Emissário vai começar a ser construído ainda neste semestre

Nominuto.com – 12/jan/10, por Marília Rocha
Diretor presidente da Caern, Walter Gasi, explicou como a obra vai beneficiar 425 mil pessoas com esgoto tratado.
A obra do emissário submarino, que vai dar destino final a 30% do esgoto tratado de Natal, deverá ser iniciada ainda neste primeiro semestre de 2010. O assunto foi tema da entrevista do Jornal 96, na 96 FM, na manhã desta terça-feira (12), com o diretor presidente da Companhia de Águas e Esgotos do RN (Caern), Walter Gasi. Ele contou sobre o andamento do projeto e como vai funcionar o processo de tratamento do esgoto.
“Vamos ter uma última audiência em fevereiro para discutir o inicio das obras. O processo licitatório irá durar 120 dias e, depois dessa data, começam as obras”, destaca Walter Gasi.
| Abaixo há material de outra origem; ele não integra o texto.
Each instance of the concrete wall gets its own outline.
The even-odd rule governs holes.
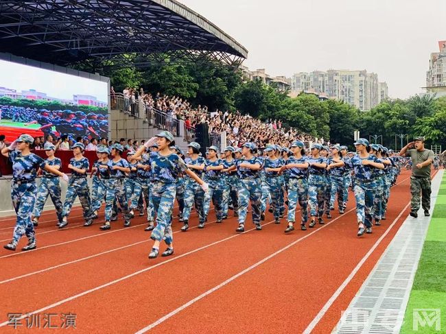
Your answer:
[[[91,179],[88,178],[89,185],[91,187]],[[11,201],[11,182],[12,182],[12,179],[2,178],[0,179],[0,217],[5,217],[10,215],[15,215],[16,213],[14,211],[14,207],[12,206],[12,202]],[[40,183],[40,178],[37,179],[36,184],[38,187],[38,184]],[[62,180],[60,180],[60,187],[62,188],[62,202],[63,203],[65,200],[65,195],[67,194],[67,183]],[[76,198],[75,202],[74,202],[74,206],[80,205],[79,203],[79,199]],[[54,210],[54,206],[53,202],[51,200],[49,196],[48,200],[45,203],[45,206],[43,208],[44,211],[47,210]],[[54,218],[56,219],[56,214],[54,214]]]

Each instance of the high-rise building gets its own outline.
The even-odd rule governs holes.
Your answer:
[[[446,95],[446,40],[438,41],[439,52],[432,52],[426,73],[426,91],[438,96]]]
[[[366,71],[301,72],[292,77],[291,89],[294,95],[302,91],[325,94],[362,110],[371,109],[382,99],[377,75]]]

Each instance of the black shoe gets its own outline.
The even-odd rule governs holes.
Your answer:
[[[62,220],[62,222],[59,223],[59,224],[58,225],[58,227],[59,228],[63,228],[67,225],[68,225],[68,222],[66,221],[66,220]]]
[[[174,248],[167,248],[161,254],[161,257],[169,257],[174,254]]]
[[[99,230],[110,230],[111,228],[111,226],[110,226],[110,223],[105,223],[104,225],[102,225],[101,227],[99,228]]]
[[[145,232],[153,230],[155,228],[155,226],[153,224],[149,224],[149,226],[144,228]]]
[[[294,231],[294,226],[293,226],[292,225],[288,225],[287,226],[286,230],[285,230],[285,233],[289,233],[290,232]]]
[[[156,257],[158,257],[158,253],[159,252],[159,250],[156,248],[152,248],[152,252],[149,254],[149,259],[155,259]]]
[[[93,224],[93,219],[88,219],[86,222],[85,222],[85,224],[84,224],[84,226],[89,226]]]
[[[37,248],[37,244],[36,243],[36,241],[29,242],[27,245],[26,245],[25,247],[22,248],[22,250],[23,252],[26,252],[27,250],[35,250],[36,248]]]
[[[14,251],[16,250],[16,246],[12,242],[10,242],[8,245],[3,246],[3,248],[8,250]]]

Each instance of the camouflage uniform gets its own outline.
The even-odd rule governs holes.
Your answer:
[[[294,156],[288,158],[286,165],[307,163],[307,157],[298,159]],[[290,168],[288,180],[288,217],[287,220],[294,223],[296,221],[296,208],[298,202],[301,206],[301,224],[308,222],[308,173],[307,169]]]
[[[263,163],[263,170],[265,171],[265,184],[266,196],[262,189],[261,206],[261,211],[265,212],[266,209],[266,200],[268,196],[271,195],[271,202],[276,204],[273,206],[273,214],[274,219],[277,222],[279,220],[281,215],[280,198],[282,195],[282,184],[281,183],[280,176],[277,171],[266,171],[266,168],[280,168],[283,165],[281,159],[271,160],[269,158],[265,159]],[[262,187],[263,188],[263,187]],[[271,202],[270,203],[271,203]]]
[[[309,201],[310,215],[322,218],[324,213],[324,202],[325,200],[325,172],[324,168],[312,166],[312,163],[327,163],[327,159],[322,156],[313,158],[309,156],[307,162],[309,163],[308,168],[308,199]]]
[[[223,165],[223,162],[220,159],[217,159],[215,161],[207,160],[205,163],[205,167],[218,167]],[[215,216],[218,221],[221,221],[223,218],[223,211],[222,204],[223,202],[223,182],[220,178],[220,171],[213,170],[206,170],[205,177],[208,181],[209,190],[204,194],[204,216],[207,216],[209,211],[209,206],[211,204],[211,200],[213,200],[213,204],[215,208]]]
[[[366,158],[374,163],[382,162],[373,154]],[[373,198],[377,187],[376,180],[373,178],[373,170],[375,168],[362,165],[363,160],[359,155],[355,154],[347,163],[355,171],[353,190],[357,222],[364,223],[366,228],[371,228],[374,215]]]
[[[253,223],[260,224],[261,189],[259,171],[240,167],[242,163],[259,164],[261,161],[253,156],[249,160],[240,159],[235,162],[237,174],[239,178],[238,184],[239,198],[239,224],[244,225],[248,213],[248,205],[251,202],[253,209]]]
[[[187,166],[175,154],[165,156],[151,152],[148,162],[152,168],[150,198],[156,215],[156,226],[150,238],[159,241],[163,239],[169,245],[173,241],[171,224],[176,195],[176,182],[178,176],[187,170]]]
[[[54,158],[52,160],[45,159],[45,163],[49,166],[60,166],[62,161],[58,158]],[[54,204],[56,208],[56,214],[57,215],[58,221],[62,222],[62,201],[61,191],[60,191],[60,182],[59,178],[49,173],[45,170],[43,171],[42,178],[40,178],[40,185],[37,190],[37,195],[36,196],[36,205],[34,206],[34,211],[33,216],[36,218],[40,217],[43,206],[47,202],[48,195],[51,197],[51,200]]]
[[[32,153],[23,156],[19,151],[10,152],[9,159],[12,163],[11,199],[17,215],[11,243],[15,247],[23,235],[30,243],[36,242],[34,227],[31,221],[36,193],[35,180],[37,169],[43,169],[46,164],[36,154]]]
[[[206,162],[204,158],[198,156],[196,160],[191,158],[186,158],[185,163],[187,165],[194,165],[200,166]],[[203,171],[199,169],[193,169],[193,172],[199,178],[202,178]],[[183,211],[183,219],[185,221],[189,221],[191,215],[192,205],[195,203],[195,208],[198,213],[198,220],[200,223],[204,222],[204,191],[201,189],[200,184],[196,182],[189,176],[186,178],[185,183],[185,209]]]
[[[89,159],[85,157],[82,157],[80,160],[71,158],[69,163],[76,168],[85,169],[86,171],[88,171],[90,168]],[[86,182],[86,172],[82,174],[73,170],[71,171],[71,177],[68,182],[62,213],[62,217],[68,217],[70,214],[73,203],[74,203],[77,196],[79,196],[79,202],[80,202],[84,211],[84,217],[86,219],[91,219],[93,217],[93,211],[91,206],[89,184]]]

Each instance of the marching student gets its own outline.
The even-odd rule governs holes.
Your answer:
[[[204,217],[207,217],[211,205],[211,200],[215,206],[217,223],[221,223],[223,219],[223,182],[220,171],[224,168],[222,160],[217,157],[218,148],[211,146],[208,149],[208,159],[204,163],[204,177],[209,186],[209,191],[204,194]],[[203,228],[204,223],[198,224],[198,228]]]
[[[308,168],[308,200],[311,215],[311,222],[308,225],[309,228],[313,228],[316,225],[316,216],[319,224],[324,224],[322,216],[324,213],[325,200],[324,191],[327,160],[319,154],[322,148],[320,144],[313,144],[311,147],[311,156],[307,158],[309,165]]]
[[[45,154],[48,158],[45,160],[45,163],[51,166],[53,168],[59,170],[62,166],[62,160],[59,158],[54,156],[56,146],[50,143],[45,143],[43,146]],[[34,226],[38,225],[38,219],[42,214],[43,206],[47,202],[48,195],[54,204],[56,214],[58,217],[58,224],[62,222],[62,204],[61,198],[60,182],[56,175],[48,172],[45,170],[42,171],[42,178],[40,178],[40,184],[39,185],[36,195],[36,205],[33,212],[32,224]]]
[[[291,144],[293,155],[288,158],[285,165],[279,173],[288,171],[288,226],[285,230],[288,233],[294,230],[296,222],[296,207],[298,202],[301,206],[301,230],[305,230],[308,222],[308,167],[309,164],[305,157],[305,145],[301,141]]]
[[[106,169],[108,171],[109,178],[104,182],[107,187],[105,195],[105,224],[99,227],[102,230],[110,230],[111,228],[110,222],[113,210],[113,203],[115,200],[119,202],[119,206],[122,211],[124,218],[124,227],[130,226],[130,218],[132,215],[128,210],[128,201],[124,187],[124,178],[126,174],[130,172],[128,163],[121,157],[124,151],[121,144],[113,144],[110,147],[110,155],[112,159],[106,164],[104,162],[99,165],[102,169]]]
[[[3,246],[8,250],[16,250],[20,238],[25,235],[28,243],[22,250],[32,250],[37,247],[34,227],[31,221],[36,193],[37,169],[40,168],[61,176],[68,181],[68,176],[48,165],[40,156],[31,153],[30,149],[34,139],[30,134],[22,134],[8,147],[1,150],[1,154],[12,163],[12,183],[11,199],[17,215],[12,241]]]
[[[90,189],[86,181],[86,173],[90,169],[90,163],[89,159],[82,155],[85,150],[85,146],[82,143],[76,143],[73,145],[72,149],[74,158],[71,158],[68,165],[68,168],[72,171],[71,176],[67,189],[62,213],[62,222],[58,225],[59,228],[62,228],[68,225],[68,216],[71,211],[73,203],[78,196],[84,211],[84,218],[85,219],[84,226],[91,225],[94,217],[90,201]]]
[[[345,163],[355,171],[353,191],[356,200],[357,236],[364,232],[372,232],[373,218],[373,195],[376,188],[373,169],[384,169],[384,165],[375,156],[370,154],[368,141],[360,138],[355,143],[357,154]]]
[[[191,142],[187,145],[189,157],[185,159],[186,166],[192,170],[196,176],[202,178],[206,160],[200,156],[198,143]],[[189,219],[191,215],[192,206],[195,203],[195,208],[198,214],[198,225],[204,225],[204,191],[193,179],[187,177],[185,182],[185,209],[183,211],[183,232],[189,229]]]
[[[173,235],[172,230],[172,213],[176,192],[176,182],[180,174],[185,173],[200,184],[207,191],[208,185],[196,174],[191,171],[184,160],[175,153],[170,147],[175,145],[174,135],[168,131],[163,131],[155,137],[148,141],[144,145],[150,147],[157,141],[159,152],[150,154],[149,163],[152,169],[152,187],[150,196],[156,215],[156,226],[152,231],[150,239],[154,241],[149,259],[158,257],[161,240],[164,240],[167,248],[161,254],[168,257],[174,254]],[[140,147],[134,154],[135,158],[141,156],[145,147]]]

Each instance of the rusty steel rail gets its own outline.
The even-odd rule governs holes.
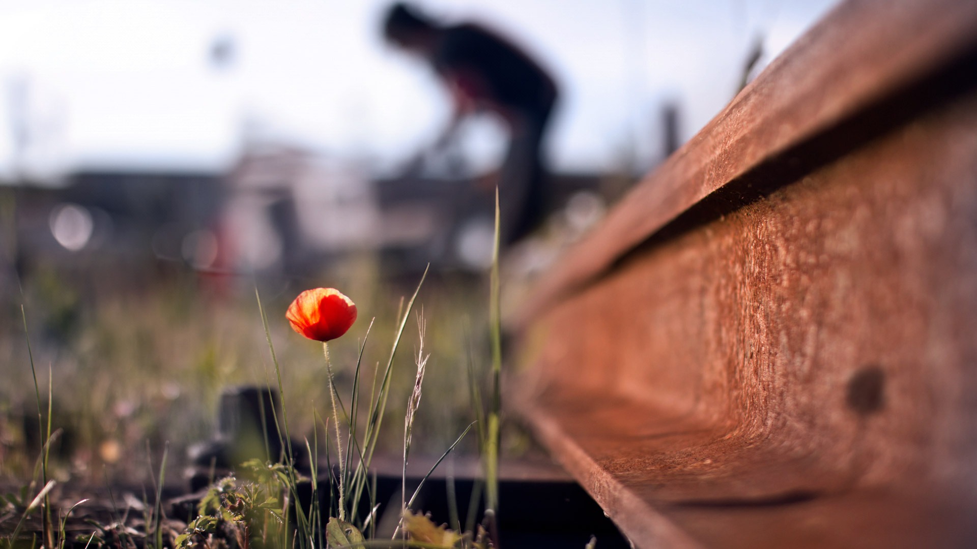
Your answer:
[[[517,409],[638,547],[977,543],[977,2],[852,1],[544,277]]]

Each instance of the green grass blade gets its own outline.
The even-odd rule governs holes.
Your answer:
[[[417,283],[417,288],[414,290],[414,294],[410,297],[410,301],[407,302],[406,310],[401,317],[401,324],[397,330],[397,336],[394,338],[394,345],[390,350],[390,358],[387,359],[387,367],[384,370],[383,382],[380,384],[380,393],[377,396],[375,407],[371,410],[366,423],[366,455],[364,461],[367,468],[369,468],[369,464],[373,459],[373,451],[376,449],[376,443],[379,440],[380,426],[383,423],[383,413],[387,408],[387,398],[390,396],[390,380],[391,370],[394,365],[394,357],[397,355],[397,349],[401,344],[401,337],[404,335],[404,328],[407,324],[407,318],[410,317],[410,311],[414,307],[414,302],[417,300],[417,294],[421,291],[421,286],[424,284],[424,279],[427,277],[428,270],[430,270],[430,268],[431,266],[428,265],[424,269],[424,274],[421,274],[421,279]]]
[[[490,296],[488,323],[491,336],[491,402],[488,409],[488,440],[486,441],[486,508],[498,513],[498,446],[499,414],[502,393],[499,386],[502,372],[502,317],[498,275],[500,241],[498,188],[495,189],[495,234],[491,257]]]
[[[461,440],[465,438],[465,435],[467,435],[468,432],[472,430],[473,425],[475,425],[474,421],[469,423],[468,427],[466,427],[465,430],[462,431],[461,435],[458,435],[458,438],[455,439],[453,443],[451,443],[451,445],[448,446],[447,449],[445,450],[445,453],[443,453],[441,457],[438,458],[438,461],[436,461],[435,464],[431,466],[431,470],[427,472],[427,475],[424,475],[424,478],[421,479],[420,484],[418,484],[417,487],[414,489],[414,493],[410,496],[410,499],[407,501],[407,509],[409,509],[410,506],[413,505],[414,499],[416,499],[417,494],[421,492],[421,487],[424,486],[424,483],[428,480],[428,477],[430,477],[431,474],[434,473],[434,470],[437,469],[439,465],[441,465],[441,462],[444,461],[446,457],[447,457],[447,454],[451,453],[451,450],[454,449],[454,446],[458,445],[458,443],[460,443]]]

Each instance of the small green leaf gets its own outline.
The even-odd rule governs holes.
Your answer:
[[[363,534],[357,529],[357,527],[335,517],[330,517],[329,523],[325,525],[325,540],[333,547],[364,549],[361,543]]]

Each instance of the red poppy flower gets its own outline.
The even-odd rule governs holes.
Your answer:
[[[339,290],[315,288],[300,293],[288,306],[285,317],[293,330],[324,342],[350,329],[357,319],[357,306]]]

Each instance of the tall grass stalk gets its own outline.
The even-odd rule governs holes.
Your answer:
[[[495,188],[495,234],[491,253],[491,275],[488,303],[488,328],[491,337],[491,403],[488,408],[486,441],[486,511],[498,513],[498,446],[499,414],[502,394],[499,386],[502,372],[502,318],[499,292],[498,252],[500,241],[498,188]],[[497,541],[497,540],[496,540]]]
[[[268,325],[268,315],[265,313],[265,308],[261,304],[261,294],[258,292],[258,287],[254,288],[255,298],[258,300],[258,313],[261,315],[261,323],[265,328],[265,339],[268,341],[268,349],[272,355],[272,362],[275,364],[275,375],[278,382],[278,399],[281,401],[281,424],[278,424],[278,415],[275,410],[275,406],[272,406],[273,417],[275,419],[275,426],[278,431],[278,439],[281,442],[281,445],[286,452],[286,458],[288,463],[286,464],[285,470],[288,476],[288,486],[287,490],[292,501],[295,502],[293,506],[295,508],[295,520],[298,523],[298,528],[296,531],[295,538],[299,541],[300,549],[311,549],[307,543],[309,530],[309,523],[302,510],[302,506],[299,505],[299,494],[298,494],[298,475],[295,472],[295,454],[292,451],[292,440],[288,436],[288,411],[285,405],[285,392],[284,387],[281,383],[281,367],[278,365],[278,358],[275,353],[275,345],[272,343],[272,330]],[[288,505],[284,505],[285,518],[287,519]],[[287,524],[287,523],[286,523]],[[283,540],[287,547],[287,527],[284,528],[286,539]]]
[[[38,441],[45,441],[42,447],[43,453],[41,457],[41,483],[46,486],[48,485],[48,457],[51,454],[50,444],[48,443],[51,440],[51,370],[50,368],[48,370],[48,431],[45,436],[44,416],[41,412],[41,390],[37,385],[37,368],[34,367],[34,352],[30,347],[30,331],[27,329],[27,313],[22,305],[21,306],[21,317],[23,319],[23,336],[27,341],[27,358],[30,361],[30,373],[34,377],[34,401],[37,402]],[[48,491],[50,491],[50,488]],[[51,500],[48,498],[47,491],[44,491],[43,507],[41,508],[41,521],[44,544],[47,547],[54,547],[54,527],[51,525]]]
[[[357,469],[354,501],[360,501],[366,485],[366,472],[369,470],[370,463],[373,460],[373,451],[376,449],[377,442],[380,439],[380,426],[383,424],[383,414],[387,408],[387,398],[390,396],[390,380],[394,365],[394,357],[397,355],[397,349],[401,344],[401,337],[404,335],[404,328],[407,324],[407,318],[410,317],[410,312],[413,310],[414,302],[417,300],[417,294],[421,291],[421,286],[424,284],[424,279],[427,277],[430,268],[431,266],[428,265],[424,269],[424,274],[421,274],[421,279],[417,282],[417,288],[414,289],[413,295],[410,296],[410,301],[407,302],[405,310],[403,311],[397,336],[395,336],[394,344],[390,349],[390,358],[387,359],[387,367],[383,372],[383,381],[380,383],[379,393],[375,399],[372,395],[370,396],[370,414],[367,417],[366,433],[363,437],[363,458]],[[374,377],[374,381],[375,379]]]
[[[407,511],[407,459],[410,455],[410,442],[414,429],[414,414],[421,404],[421,389],[424,384],[424,372],[427,370],[427,361],[431,355],[424,355],[424,336],[427,323],[424,321],[424,310],[421,309],[417,316],[417,338],[420,342],[417,349],[417,358],[414,363],[417,365],[417,373],[414,375],[414,388],[410,392],[407,400],[407,409],[404,414],[404,466],[401,475],[401,521],[404,521],[404,514]],[[397,537],[397,533],[394,533]]]

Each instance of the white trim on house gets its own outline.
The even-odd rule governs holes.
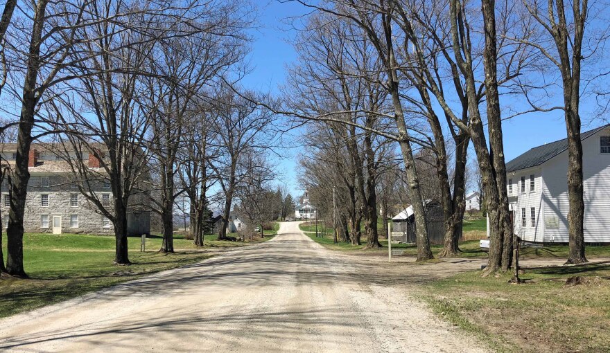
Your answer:
[[[587,134],[582,139],[584,240],[587,243],[608,243],[610,242],[610,217],[608,217],[610,215],[610,153],[602,153],[602,141],[604,141],[602,137],[610,138],[610,125],[591,132],[582,134]],[[508,190],[511,188],[518,190],[509,193],[509,209],[514,212],[514,230],[523,240],[568,242],[568,151],[563,150],[535,166],[507,173],[507,179],[512,182],[512,185],[507,185]],[[530,179],[532,175],[533,189]],[[526,182],[522,185],[523,179]],[[523,186],[525,186],[525,192],[521,191]],[[525,226],[522,219],[523,209],[525,210]],[[489,234],[489,229],[487,234]]]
Os recursos para o emissário submarino já estão garantidos: são R$ 81,4 milhões do Governo Federal e contrapartida do Governo do Estado, financiado pela Caixa Econômica Federal. A previsão de conclusão da obra é até o final de 2013
A obra – que vai beneficiar 425 mil pessoas – está programada para atuar na redução de 99,9% dos coliformes fecais, sendo o único do Brasil com tratamento secundário. Nesse tipo de tratamento sanitário, as impurezas são eliminadas de maneira que o material ejetado no mar não se configura como poluente.
Durante a entrevista Walter Gasi contou que a Caern já fez 4 audiências públicas, inclusive como o especialista Paulo Rosman, para tirar as dúvidas da população. “O maior especialista brasileiro no tratamento de esgotos esteve em Natal para explicar como é feito o tratamento”, destaca.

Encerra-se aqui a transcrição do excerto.